Brandon Miree

No. 21, 40
- Position: Fullback

Personal information
- Born: April 14, 1981 (age 45) Cincinnati, Ohio, U.S.
- Listed height: 6 ft 0 in (1.83 m)
- Listed weight: 236 lb (107 kg)

Career information
- High school: Winton Woods (Forest Park, Ohio)
- College: Alabama; Pittsburgh;
- NFL draft: 2004: 7th round, 247th overall pick

Career history
- Denver Broncos (2004–2005); → Rhein Fire (2005); Green Bay Packers (2006);

Career NFL statistics
- Receptions: 9
- Receiving yards: 57
- Touchdowns: 0
- Stats at Pro Football Reference

= Brandon Miree =

American football player (born 1981)

Brandon Curtis Miree (born April 14, 1981) is an American former professional football player who was a fullback for the Green Bay Packers of the National Football League (NFL). He was selected by the Denver Broncos in the seventh round of the 2004 NFL draft. He played college football for the Alabama Crimson Tide and Pittsburgh Panthers.

==Early life==
Miree was born in Cincinnati, Ohio and attended Winton Woods High School in Forest Park, Ohio.

==College career==
Miree first played college football for the Alabama Crimson Tide from 1999 to 2001. He was redshirted in 1999. He rushed 94 times for 426 yards and six touchdowns in 2000. On September 12, 2001, it was reported that Miree had left the Alabama football team and was intending to transfer to another school.
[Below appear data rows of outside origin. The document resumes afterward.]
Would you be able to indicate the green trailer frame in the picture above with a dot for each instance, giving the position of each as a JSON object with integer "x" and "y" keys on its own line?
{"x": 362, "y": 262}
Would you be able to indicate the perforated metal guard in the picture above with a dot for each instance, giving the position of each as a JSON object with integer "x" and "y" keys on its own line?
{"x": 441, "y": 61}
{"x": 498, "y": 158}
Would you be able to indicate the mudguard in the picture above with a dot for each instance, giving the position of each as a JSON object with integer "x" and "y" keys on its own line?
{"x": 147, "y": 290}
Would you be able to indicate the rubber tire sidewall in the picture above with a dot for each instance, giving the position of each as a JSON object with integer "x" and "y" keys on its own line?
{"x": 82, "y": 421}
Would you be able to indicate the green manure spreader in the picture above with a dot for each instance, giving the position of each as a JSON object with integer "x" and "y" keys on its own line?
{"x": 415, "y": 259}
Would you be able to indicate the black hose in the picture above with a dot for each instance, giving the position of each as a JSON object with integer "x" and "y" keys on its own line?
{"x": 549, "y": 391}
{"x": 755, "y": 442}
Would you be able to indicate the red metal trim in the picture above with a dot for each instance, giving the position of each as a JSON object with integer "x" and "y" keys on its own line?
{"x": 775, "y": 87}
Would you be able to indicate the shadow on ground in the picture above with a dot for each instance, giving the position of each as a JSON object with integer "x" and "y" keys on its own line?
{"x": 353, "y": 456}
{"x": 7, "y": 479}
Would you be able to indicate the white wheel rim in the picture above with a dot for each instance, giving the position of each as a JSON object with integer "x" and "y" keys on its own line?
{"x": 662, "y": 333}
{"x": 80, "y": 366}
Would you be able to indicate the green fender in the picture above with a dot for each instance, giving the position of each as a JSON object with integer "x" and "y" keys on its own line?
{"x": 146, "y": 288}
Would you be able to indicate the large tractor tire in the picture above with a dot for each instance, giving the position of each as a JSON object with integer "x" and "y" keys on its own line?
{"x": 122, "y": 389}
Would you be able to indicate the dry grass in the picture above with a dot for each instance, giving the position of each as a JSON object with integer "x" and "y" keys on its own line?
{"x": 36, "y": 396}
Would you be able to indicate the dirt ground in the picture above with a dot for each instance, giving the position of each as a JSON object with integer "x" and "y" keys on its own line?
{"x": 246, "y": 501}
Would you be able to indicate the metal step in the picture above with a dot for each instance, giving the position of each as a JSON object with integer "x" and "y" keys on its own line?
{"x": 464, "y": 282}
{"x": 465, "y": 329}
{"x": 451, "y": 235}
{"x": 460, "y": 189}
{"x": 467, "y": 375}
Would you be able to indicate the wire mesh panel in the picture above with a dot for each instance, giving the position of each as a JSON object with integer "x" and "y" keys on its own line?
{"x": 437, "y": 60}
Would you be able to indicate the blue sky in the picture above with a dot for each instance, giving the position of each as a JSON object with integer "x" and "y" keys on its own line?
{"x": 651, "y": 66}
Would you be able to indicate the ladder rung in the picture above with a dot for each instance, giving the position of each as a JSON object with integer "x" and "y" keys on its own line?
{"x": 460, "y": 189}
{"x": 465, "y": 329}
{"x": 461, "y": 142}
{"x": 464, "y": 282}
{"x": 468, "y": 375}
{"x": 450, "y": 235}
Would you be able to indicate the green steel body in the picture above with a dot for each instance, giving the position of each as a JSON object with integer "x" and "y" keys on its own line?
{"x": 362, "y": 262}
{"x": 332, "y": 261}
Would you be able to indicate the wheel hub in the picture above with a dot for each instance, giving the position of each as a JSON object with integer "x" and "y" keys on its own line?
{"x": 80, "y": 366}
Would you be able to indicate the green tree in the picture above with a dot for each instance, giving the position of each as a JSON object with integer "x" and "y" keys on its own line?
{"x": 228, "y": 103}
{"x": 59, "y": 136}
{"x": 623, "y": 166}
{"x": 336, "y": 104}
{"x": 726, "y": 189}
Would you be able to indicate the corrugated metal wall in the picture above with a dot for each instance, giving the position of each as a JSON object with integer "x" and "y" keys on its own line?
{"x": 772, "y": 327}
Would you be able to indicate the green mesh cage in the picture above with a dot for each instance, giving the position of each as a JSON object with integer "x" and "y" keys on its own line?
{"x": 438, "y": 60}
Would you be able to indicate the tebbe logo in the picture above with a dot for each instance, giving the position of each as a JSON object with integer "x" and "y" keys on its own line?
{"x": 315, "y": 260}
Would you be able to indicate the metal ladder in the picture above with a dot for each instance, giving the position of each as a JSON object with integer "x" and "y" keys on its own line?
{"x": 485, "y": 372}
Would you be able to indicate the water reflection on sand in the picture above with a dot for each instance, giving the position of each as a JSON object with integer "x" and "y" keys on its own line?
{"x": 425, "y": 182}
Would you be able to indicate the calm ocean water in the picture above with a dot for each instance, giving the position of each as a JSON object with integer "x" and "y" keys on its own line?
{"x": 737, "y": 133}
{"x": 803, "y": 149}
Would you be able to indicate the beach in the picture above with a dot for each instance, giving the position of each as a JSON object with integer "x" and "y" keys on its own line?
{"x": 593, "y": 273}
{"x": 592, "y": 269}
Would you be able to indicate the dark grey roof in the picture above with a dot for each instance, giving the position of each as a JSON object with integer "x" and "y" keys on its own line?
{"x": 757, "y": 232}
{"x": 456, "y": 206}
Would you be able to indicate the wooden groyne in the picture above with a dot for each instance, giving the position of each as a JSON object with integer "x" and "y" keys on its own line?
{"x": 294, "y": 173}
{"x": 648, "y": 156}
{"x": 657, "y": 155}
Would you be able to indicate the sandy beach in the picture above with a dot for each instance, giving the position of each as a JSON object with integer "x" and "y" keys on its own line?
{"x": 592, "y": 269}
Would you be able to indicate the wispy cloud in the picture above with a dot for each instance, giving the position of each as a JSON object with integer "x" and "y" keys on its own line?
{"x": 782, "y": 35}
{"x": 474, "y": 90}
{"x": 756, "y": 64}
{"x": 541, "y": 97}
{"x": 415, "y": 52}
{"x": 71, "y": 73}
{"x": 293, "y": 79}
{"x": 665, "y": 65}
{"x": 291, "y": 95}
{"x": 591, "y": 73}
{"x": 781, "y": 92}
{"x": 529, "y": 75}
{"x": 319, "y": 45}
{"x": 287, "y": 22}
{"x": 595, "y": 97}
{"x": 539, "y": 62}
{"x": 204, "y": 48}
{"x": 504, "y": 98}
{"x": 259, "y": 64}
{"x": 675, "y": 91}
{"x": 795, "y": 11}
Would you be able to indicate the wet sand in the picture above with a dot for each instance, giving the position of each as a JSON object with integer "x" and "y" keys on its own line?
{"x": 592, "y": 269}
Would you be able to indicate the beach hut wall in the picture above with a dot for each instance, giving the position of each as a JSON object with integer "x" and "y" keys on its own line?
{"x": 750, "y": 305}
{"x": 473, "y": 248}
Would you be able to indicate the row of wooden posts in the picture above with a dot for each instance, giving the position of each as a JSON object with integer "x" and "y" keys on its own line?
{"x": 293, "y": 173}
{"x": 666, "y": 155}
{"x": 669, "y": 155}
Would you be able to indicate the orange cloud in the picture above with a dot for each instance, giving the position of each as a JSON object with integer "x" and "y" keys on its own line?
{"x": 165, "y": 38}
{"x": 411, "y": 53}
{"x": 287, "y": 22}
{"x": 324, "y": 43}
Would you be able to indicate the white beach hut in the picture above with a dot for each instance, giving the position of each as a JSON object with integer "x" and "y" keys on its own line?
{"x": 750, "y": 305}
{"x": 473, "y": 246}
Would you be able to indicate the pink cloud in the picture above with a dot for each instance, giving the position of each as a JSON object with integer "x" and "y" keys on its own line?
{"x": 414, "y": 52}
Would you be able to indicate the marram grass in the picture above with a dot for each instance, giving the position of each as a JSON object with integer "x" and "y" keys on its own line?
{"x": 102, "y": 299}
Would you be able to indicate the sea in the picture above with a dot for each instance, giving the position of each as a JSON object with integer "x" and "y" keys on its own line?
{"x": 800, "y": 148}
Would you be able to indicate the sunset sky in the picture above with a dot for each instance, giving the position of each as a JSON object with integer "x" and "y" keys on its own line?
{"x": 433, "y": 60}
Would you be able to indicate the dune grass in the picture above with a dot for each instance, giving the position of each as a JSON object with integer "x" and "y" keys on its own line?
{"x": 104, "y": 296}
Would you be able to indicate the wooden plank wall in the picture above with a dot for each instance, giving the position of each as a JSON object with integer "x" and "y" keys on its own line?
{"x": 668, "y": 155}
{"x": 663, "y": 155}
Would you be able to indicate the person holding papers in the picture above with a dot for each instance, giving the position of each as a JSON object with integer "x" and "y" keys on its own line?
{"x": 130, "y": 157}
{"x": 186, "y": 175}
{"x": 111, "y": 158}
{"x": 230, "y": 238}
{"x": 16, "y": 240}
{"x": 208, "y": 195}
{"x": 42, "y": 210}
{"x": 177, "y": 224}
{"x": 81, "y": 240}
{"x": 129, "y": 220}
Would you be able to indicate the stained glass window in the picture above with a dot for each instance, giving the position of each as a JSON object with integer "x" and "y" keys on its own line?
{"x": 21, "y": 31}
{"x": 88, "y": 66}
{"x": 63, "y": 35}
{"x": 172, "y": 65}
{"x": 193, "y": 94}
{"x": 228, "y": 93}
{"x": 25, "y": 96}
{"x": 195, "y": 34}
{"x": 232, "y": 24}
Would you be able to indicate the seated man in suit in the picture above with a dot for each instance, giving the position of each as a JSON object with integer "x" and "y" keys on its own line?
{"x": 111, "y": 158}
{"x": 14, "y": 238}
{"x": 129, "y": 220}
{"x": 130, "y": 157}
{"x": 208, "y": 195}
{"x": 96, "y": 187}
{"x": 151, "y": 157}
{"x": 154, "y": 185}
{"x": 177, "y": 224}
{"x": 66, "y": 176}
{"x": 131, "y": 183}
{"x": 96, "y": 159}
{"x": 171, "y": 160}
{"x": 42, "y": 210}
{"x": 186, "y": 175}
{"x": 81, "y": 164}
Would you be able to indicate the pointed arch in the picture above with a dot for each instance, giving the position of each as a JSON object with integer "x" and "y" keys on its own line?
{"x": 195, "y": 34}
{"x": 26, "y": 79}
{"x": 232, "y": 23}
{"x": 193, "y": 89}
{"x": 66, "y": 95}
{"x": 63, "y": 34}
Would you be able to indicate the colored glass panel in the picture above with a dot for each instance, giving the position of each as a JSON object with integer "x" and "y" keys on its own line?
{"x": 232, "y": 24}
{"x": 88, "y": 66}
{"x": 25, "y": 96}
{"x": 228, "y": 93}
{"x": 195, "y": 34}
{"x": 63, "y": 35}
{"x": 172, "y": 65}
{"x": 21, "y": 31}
Miree then transferred to play for the Pittsburgh Panthers from 2002 to 2003. He rushed 214 times for 943	yards and four touchdowns in 2002 while also catching 11 passes for 123 yards. He totaled 115 rushing attempts for 573 yards and six touchdowns, and 16 receptions for 130 yards and one touchdown his senior year in 2003.

==Professional career==
===Denver Broncos===
Miree was selected by the Denver Broncos in the seventh round, with the 247th overall pick, of the 2004 NFL draft. He officially signed with the team on July 27, 2004. He was waived/injured on August 14 and reverted o injured reserve on August 16, 2004.

Miree was allocated to NFL Europe in 2005, where he played for the Rhein Fire during the 2005 NFL Europe season. He appeared in seven games, starting three, for the Fire, recording six receptions for 109 yards and one touchdown. He was waived by the Broncos on September 3, 2005, and signed to the team's practice squad on September 5, 2005. He signed a reserve/future contract with the Broncos on January 24, 2006. He was waived on September 2, 2006.

===Green Bay Packers===
Miree was signed to the practice squad of the Green Bay Packers on September 4, 2006. He was promoted to the active roster on September 26 and played in 10 games, starting three, for the Packers during the 2006 season, catching nine passes for 57 yards. He was waived on September 1, 2007.